At that time, the question of whether "primary" cosmic rays (i.e., the component of such radiation that exists outside the Earth's atmosphere) were electromagnetic waves or charged particles was still unresolved. Johnson's probe (as discussed in the previous section) was designed to measure cosmic rays. In the late 1930s, Jean Piccard conducted additional research on cellophane balloons at the University of Minnesota.
Conclusion
Identified by the donor as a Vaisala type, improved by Schulze at the "Naval Observatory" in Griefswald (Germany) in 1942-1944. This white corrugated paper box, 28x 12x16 cm, contains elements for measuring temperature (two mercury thermometers and one bimetallic), pressure (aneroid) and humidity (hair hygrometer). The design above is a housing containing sensing elements for measuring pressure (aneroids) and humidity (gold beater skin) - the temperature element is missing (but see cat. no. 319830).

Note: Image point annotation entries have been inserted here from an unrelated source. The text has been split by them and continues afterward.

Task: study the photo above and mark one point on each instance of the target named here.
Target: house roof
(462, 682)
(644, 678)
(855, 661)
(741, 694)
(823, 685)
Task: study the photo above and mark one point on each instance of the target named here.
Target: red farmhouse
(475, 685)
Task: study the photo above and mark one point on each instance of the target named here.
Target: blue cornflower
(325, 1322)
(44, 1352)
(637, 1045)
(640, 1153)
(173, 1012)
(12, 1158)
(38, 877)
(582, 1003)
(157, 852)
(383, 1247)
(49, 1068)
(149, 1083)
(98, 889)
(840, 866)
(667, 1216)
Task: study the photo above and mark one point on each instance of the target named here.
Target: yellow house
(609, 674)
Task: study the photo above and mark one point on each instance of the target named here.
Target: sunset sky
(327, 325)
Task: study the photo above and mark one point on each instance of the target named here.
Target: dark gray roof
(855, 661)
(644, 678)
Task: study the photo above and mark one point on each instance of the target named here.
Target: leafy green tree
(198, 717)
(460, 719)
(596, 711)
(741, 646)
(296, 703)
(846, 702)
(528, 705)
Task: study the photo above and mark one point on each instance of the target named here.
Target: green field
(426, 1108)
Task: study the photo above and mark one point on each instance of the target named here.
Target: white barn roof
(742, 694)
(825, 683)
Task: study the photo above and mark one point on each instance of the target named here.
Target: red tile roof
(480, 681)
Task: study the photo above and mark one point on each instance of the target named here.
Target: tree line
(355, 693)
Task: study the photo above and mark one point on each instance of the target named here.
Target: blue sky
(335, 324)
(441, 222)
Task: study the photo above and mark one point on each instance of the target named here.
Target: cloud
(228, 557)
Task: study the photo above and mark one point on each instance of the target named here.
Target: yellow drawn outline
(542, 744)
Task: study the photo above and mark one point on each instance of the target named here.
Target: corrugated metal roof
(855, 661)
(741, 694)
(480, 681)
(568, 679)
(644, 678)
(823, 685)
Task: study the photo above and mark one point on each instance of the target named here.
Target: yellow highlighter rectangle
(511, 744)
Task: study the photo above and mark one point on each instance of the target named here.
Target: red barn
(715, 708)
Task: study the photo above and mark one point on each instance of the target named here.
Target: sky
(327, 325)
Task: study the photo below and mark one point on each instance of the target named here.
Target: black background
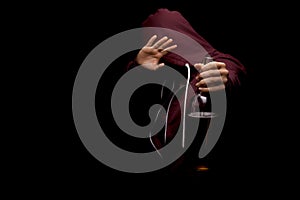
(62, 35)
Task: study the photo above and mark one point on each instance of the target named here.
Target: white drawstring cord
(184, 105)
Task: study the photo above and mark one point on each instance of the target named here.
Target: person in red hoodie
(225, 73)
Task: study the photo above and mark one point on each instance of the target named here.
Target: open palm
(149, 56)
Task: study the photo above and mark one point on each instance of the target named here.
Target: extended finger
(160, 42)
(213, 66)
(166, 50)
(211, 81)
(213, 89)
(163, 45)
(151, 40)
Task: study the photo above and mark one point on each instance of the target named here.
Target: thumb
(198, 66)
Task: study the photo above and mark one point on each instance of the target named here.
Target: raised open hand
(149, 56)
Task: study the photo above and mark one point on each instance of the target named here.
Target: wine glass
(199, 101)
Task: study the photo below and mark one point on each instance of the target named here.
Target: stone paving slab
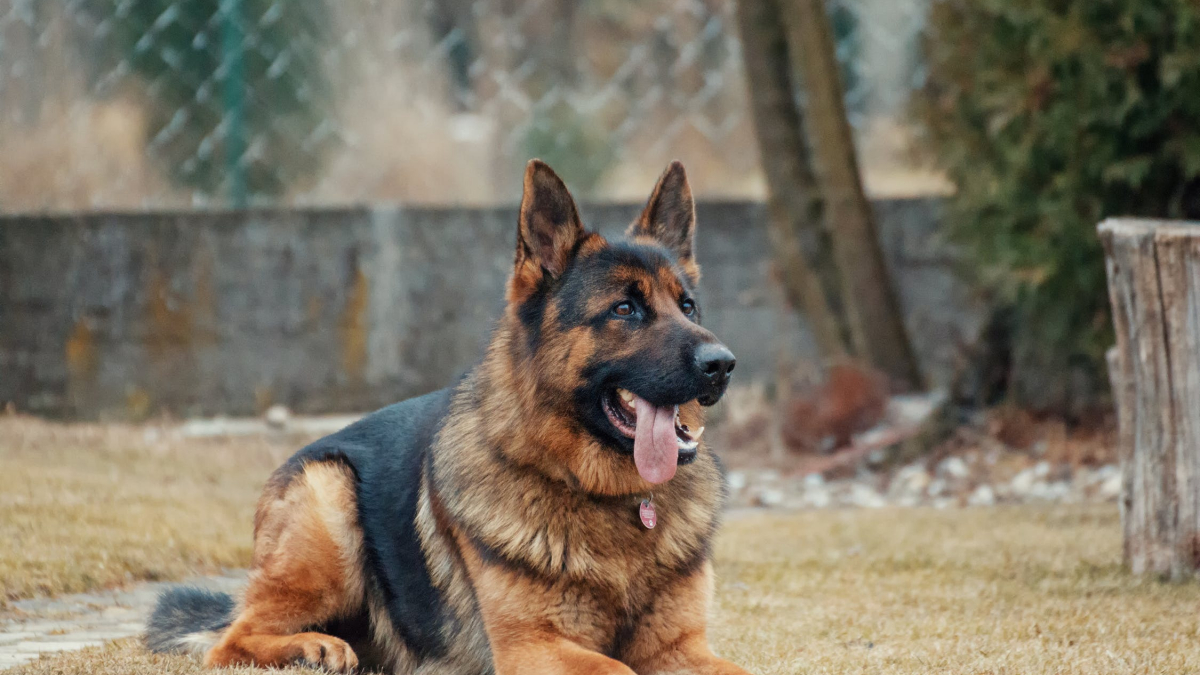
(42, 626)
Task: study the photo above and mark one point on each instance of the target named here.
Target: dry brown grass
(90, 506)
(919, 591)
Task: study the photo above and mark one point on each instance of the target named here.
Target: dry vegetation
(89, 506)
(891, 591)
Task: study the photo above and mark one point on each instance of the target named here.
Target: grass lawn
(893, 591)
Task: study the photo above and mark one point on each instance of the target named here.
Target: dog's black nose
(715, 362)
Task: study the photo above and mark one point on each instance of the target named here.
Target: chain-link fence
(149, 103)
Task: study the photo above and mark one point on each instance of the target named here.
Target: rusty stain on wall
(169, 320)
(205, 303)
(354, 328)
(81, 351)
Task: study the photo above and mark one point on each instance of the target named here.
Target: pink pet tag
(649, 518)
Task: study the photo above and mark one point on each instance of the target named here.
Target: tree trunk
(793, 201)
(873, 310)
(1153, 270)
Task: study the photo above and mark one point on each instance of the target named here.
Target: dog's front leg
(672, 638)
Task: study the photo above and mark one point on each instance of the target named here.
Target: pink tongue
(655, 449)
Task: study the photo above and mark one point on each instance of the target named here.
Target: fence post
(1153, 269)
(233, 49)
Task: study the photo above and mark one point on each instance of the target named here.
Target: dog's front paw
(325, 651)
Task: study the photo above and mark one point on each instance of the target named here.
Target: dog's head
(609, 333)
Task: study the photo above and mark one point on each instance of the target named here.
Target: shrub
(1050, 115)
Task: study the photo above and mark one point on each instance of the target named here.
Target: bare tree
(793, 202)
(873, 310)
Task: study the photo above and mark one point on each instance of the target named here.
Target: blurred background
(228, 227)
(203, 103)
(232, 207)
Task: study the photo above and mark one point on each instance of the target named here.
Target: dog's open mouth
(660, 441)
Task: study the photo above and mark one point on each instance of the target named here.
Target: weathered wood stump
(1153, 269)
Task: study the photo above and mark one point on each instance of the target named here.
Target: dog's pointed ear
(549, 227)
(670, 215)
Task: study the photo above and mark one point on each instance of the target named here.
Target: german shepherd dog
(550, 514)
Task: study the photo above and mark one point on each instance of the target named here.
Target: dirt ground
(1002, 590)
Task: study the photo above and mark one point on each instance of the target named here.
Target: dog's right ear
(549, 231)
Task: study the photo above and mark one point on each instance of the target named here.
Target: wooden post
(1153, 270)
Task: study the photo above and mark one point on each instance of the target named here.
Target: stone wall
(129, 315)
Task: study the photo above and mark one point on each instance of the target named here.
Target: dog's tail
(189, 620)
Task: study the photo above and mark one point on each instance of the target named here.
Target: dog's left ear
(670, 215)
(549, 230)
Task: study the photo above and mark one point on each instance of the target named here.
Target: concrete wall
(127, 315)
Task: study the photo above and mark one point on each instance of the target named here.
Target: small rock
(277, 416)
(864, 496)
(817, 497)
(769, 497)
(936, 488)
(910, 481)
(983, 495)
(954, 467)
(1110, 489)
(1023, 483)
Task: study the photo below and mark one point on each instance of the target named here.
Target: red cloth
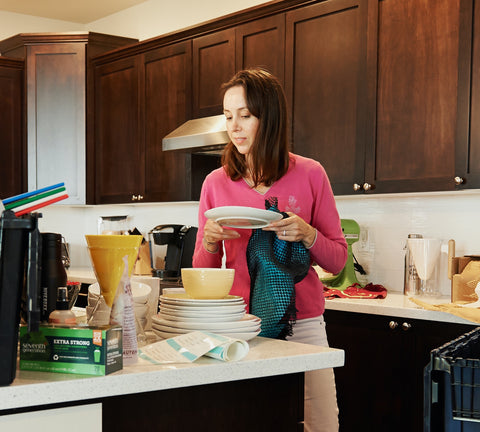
(356, 291)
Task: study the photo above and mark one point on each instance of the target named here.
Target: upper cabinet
(138, 100)
(217, 56)
(12, 162)
(422, 61)
(57, 83)
(326, 84)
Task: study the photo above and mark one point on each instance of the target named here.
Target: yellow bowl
(207, 283)
(107, 253)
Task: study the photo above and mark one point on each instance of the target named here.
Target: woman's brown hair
(270, 150)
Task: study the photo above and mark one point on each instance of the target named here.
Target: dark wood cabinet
(380, 386)
(58, 83)
(217, 56)
(326, 83)
(213, 64)
(119, 155)
(166, 100)
(419, 105)
(13, 159)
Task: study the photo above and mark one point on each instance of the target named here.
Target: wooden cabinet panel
(213, 64)
(118, 154)
(417, 84)
(468, 155)
(381, 384)
(262, 43)
(167, 104)
(326, 85)
(12, 161)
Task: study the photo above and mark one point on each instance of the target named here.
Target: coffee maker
(171, 249)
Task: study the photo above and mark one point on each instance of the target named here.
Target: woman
(259, 171)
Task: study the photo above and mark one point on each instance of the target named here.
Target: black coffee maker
(171, 249)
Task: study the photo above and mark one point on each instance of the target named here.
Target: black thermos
(53, 272)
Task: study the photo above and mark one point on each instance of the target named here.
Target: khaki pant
(321, 410)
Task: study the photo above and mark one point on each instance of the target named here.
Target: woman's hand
(293, 229)
(213, 233)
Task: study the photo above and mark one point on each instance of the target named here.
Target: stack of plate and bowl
(206, 306)
(141, 294)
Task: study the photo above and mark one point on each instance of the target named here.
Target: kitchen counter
(267, 357)
(396, 304)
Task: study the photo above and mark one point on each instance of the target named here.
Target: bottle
(411, 284)
(62, 314)
(53, 272)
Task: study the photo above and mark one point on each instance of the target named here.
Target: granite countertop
(267, 357)
(395, 304)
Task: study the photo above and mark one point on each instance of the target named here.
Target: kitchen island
(268, 382)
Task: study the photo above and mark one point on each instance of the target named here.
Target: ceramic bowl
(207, 283)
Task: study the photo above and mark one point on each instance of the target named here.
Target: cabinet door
(326, 85)
(419, 46)
(381, 384)
(119, 151)
(213, 64)
(56, 117)
(262, 43)
(167, 75)
(12, 163)
(467, 171)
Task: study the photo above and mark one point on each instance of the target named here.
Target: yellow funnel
(106, 253)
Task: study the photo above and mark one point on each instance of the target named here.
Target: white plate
(242, 217)
(203, 312)
(168, 315)
(184, 299)
(247, 323)
(242, 336)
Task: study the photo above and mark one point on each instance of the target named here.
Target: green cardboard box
(77, 350)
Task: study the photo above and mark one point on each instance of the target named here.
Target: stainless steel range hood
(201, 135)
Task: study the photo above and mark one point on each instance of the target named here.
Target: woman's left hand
(293, 229)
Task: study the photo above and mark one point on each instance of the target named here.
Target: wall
(385, 222)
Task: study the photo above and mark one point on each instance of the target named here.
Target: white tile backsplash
(385, 221)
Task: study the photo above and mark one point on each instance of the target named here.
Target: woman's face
(242, 126)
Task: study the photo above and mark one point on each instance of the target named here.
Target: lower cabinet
(380, 386)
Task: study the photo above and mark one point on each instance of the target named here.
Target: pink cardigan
(304, 190)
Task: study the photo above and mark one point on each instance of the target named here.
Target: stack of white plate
(181, 314)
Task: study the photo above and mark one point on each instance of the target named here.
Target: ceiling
(78, 11)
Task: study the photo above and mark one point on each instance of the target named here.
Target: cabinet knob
(393, 325)
(367, 186)
(356, 187)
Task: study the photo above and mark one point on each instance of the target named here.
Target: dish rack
(452, 385)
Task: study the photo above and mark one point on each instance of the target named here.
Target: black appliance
(20, 273)
(171, 249)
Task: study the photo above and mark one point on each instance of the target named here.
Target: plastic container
(452, 386)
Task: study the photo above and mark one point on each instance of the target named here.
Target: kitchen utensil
(106, 253)
(425, 253)
(347, 277)
(171, 249)
(242, 217)
(207, 283)
(411, 281)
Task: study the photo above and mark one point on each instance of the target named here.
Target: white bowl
(207, 283)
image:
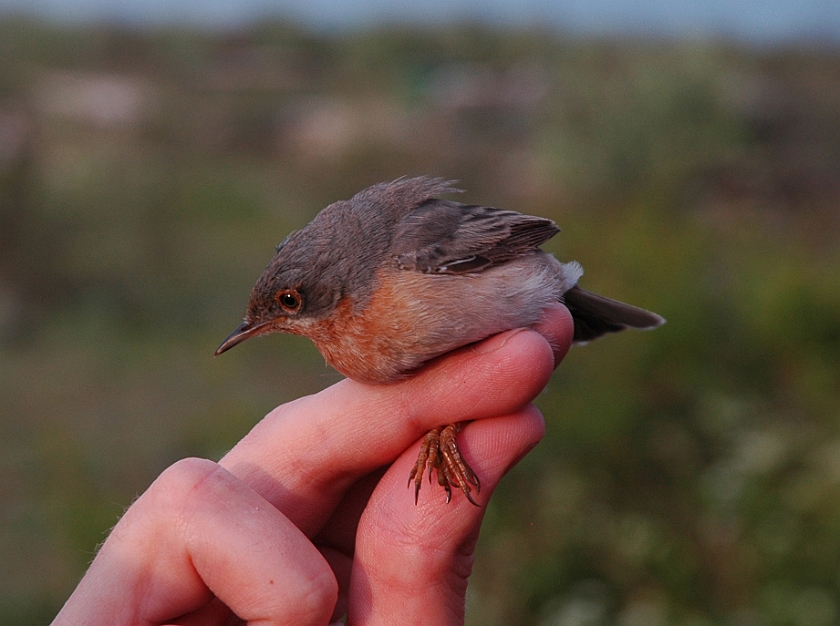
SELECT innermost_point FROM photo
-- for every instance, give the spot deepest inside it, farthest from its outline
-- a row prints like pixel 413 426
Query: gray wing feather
pixel 449 237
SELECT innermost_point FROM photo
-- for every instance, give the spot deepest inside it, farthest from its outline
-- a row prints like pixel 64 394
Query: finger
pixel 558 327
pixel 411 563
pixel 305 454
pixel 199 532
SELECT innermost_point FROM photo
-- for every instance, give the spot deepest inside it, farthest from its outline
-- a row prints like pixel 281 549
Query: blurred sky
pixel 758 21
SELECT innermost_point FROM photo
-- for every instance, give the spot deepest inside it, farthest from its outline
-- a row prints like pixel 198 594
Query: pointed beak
pixel 244 331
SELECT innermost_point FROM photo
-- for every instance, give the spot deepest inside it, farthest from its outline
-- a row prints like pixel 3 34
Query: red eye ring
pixel 289 300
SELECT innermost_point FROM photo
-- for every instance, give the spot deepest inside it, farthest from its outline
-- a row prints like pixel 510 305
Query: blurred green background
pixel 690 476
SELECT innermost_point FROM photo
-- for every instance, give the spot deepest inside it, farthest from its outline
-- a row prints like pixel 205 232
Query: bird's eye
pixel 289 299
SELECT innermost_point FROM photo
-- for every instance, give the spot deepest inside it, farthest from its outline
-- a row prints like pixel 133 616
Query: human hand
pixel 300 523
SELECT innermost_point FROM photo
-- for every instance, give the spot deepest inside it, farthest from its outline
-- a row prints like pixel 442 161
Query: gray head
pixel 333 257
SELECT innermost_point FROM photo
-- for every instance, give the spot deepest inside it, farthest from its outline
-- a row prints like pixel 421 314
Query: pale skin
pixel 298 524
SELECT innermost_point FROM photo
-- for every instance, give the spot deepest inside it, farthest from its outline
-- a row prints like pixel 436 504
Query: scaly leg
pixel 439 451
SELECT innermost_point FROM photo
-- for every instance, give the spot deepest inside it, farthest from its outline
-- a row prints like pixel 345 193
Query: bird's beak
pixel 245 330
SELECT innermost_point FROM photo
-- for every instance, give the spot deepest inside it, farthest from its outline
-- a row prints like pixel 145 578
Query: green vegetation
pixel 690 476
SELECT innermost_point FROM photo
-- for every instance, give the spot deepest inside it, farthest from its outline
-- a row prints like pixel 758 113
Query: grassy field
pixel 690 476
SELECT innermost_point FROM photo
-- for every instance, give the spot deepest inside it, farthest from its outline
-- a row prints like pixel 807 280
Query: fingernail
pixel 496 342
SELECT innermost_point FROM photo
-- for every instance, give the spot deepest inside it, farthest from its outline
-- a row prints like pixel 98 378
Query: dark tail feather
pixel 596 315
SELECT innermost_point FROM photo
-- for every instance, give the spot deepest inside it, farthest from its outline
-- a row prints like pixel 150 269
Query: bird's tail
pixel 596 315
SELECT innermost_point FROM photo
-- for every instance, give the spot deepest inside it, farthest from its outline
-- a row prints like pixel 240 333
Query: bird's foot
pixel 439 451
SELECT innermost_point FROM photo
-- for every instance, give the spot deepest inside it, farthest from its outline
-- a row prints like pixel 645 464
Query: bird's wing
pixel 445 237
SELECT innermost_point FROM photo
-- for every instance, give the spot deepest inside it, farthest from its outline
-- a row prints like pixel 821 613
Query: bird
pixel 395 276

This paper-covered corrugated box, 13x16x12 cm, contains a transmitter, a barometric switch and sensing elements for measuring temperature (thermistor) and pressure (aneroid). Early investigators were aware of the potential advantages of shorter wavelengths, but they faced significant technological barriers to the use of shorter wavelengths. The first production models of the NBS radiosonde were standardized on the 4-meter range because this wavelength was low enough to achieve almost all possible advantages in smaller size and weight.
However, it did not place the radiosonde signals in an appropriate part of the radio band to solve all the problems. The displacement of the radio spectrum by overlapping transmitter frequencies had begun during the rapid expansion of radiotelegraphy before World War I, and the problem was serious enough to warrant the formation of regular international conferences to establish cooperative allocations of frequency bands before World War I . international use. Because these problems seemed unsolvable within the limitations of the mechanical approach, research into electrical sensors had begun.
In 1952, the Mk2B was introduced, featuring improved RF temperature compensation and the transmitter's audio subcarrier oscillator phases. Apparently, the accuracy figures for the European models were similar to those of the NBS-Navy type (ie, temperature within a degree in the range from plus 40 to minus 75 degrees Celsius; pressure within a millibar from 150 to 1050 millibar; and humidity within three percent from 0 to 100 percent relative humidity). There is little published data on the in-flight accuracy of production versions of various radiosonde designs.